Managing Their Own Future

Workshop helps villagers articulate natural resource management needs.
by Wick Pancoast

UBRA reforestation site
Workshop participants walk through a reforestation site planted by Uma Bawang villagers ten years before. These fast-growing illipe nut trees have multiple uses. The fruits are used for fishing and attract wild boar. Mature trees produce valuable hardwood. Photo: Borneo Project

Managing natural resources is nothing new for Borneo's forest-dwelling communities. However, the impacts of rapacious logging demand a more formalized and articulated approach to resource management if community resources are to be restored and protected over the long term. To address this issue, the Borneo Project facilitated a five-day training workshop in May exposing villagers to the concepts and practice of Community-based Resource Management (CRM).

In most cases, resource management plans and policies in Sarawak are generated by government officials who have no connection to the land and little, if any, respect for local practices. Instead, top-down resource management policies that cater to the needs of logging and plantation corporations often ignore legitimate land claims and run counter to local resource management needs. Sadly, rich indigenous knowledge is rarely considered when resource management policy decisions are made. The result has generated long-standing and sometimes violent conflicts between indigenous communities, the government and corporate interests, and has left Sarawak behind the rest of the world in terms of CRM.

Local participation in resource management decision-making, is the only hope for the conservation, restoration and preservation of Borneo's disappearing rainforests. To this end, the Borneo Project's CRM training program grows out of a larger strategy to help local communities develop resource management plans of their own. CRM plans, which integrate conservation strategies, business plans, watershed management and scientific monitoring, allow communities to present alternative visions of resource management to those promoted by the government, companies and other outsiders.

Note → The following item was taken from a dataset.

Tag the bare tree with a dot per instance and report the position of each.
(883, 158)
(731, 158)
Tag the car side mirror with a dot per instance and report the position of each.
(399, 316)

The May workshop, co-led by partner organizations Borneo Resources Institute and Sahabat Alam Malaysia, involved 55 participants from nine rural villages. Over the years, the villages have developed intricate systems to manage the rainforest. The workshop relied on the knowledge of villagers who have innovated various forms of CRM through local practice.

Site visits, facilitated discussions, information exchange and technical training sessions presented participants with ways in which CRM can be used as a tool to help communities assess, rehabilitate, conserve, cultivate and profit from natural resources. Over the five-day workshop, participants traveled to three different villages to learn from pilot CRM programs. These programs range from reforestation and rattan cultivation, to cash cropping, livestock rearing, handicraft enterprises and watershed protection. Bringing together leaders for this hands-on training allowed a valuable exchange of skills and successful practices.

To bridge the gap between community and government resource planners, the workshop included a field visit to the Forest Department's Research Center. For most participants, this was their first opportunity to speak with staff at the forest department. Likewise, this was the first time that government researchers had heard of the village-based resource management program. While this relationship has a long way to grow, the workshop offered an important starting point.

In addition to local information exchange, the workshop offered examples of successful CRM initiatives from other countries. Two villagers from Indonesian Borneo joined the group to explain a successful rattan cultivation initiative involving 35 communities in Kalimantan. The visitors led a technical seminar on cultivation techniques and discussed their marketing strategies. In addition, Borneo Project volunteer Diana Wu, presented a case study of sustainable community forestry in Mexico.

Based on feedback from the workshop, The Borneo Project's CRM program will expand in the following areas:

  • Educational Exchanges: to promote the sharing of information among communities and expose CRM practitioners to a spectrum of tangible projects and opportunities.
  • Technical Training: to transfer skills to CRM practitioners that add value to local CRM efforts and enhance traditional knowledge and practice.
  • Research, Documentation & Advocacy: to expand the body of knowledge about CRM, highlight the best practices and build opportunities for project expansion and collaboration across sectors.
  • Community Capacity Development: to bring tools and resources to communities that help ensure long-term and effective project implementation and management.

Over the past three decades, every rural community in Sarawak has experienced the impacts of forest and habitat loss due to logging and plantation development. Wild game is less abundant, fisheries damaged, water systems silted, valuable timber scarce and forest resources depleted. With training, resources and support from the government, Borneo's communities have the ability to reverse this trend and ensure a healthy and sustainable future for themselves and the forest.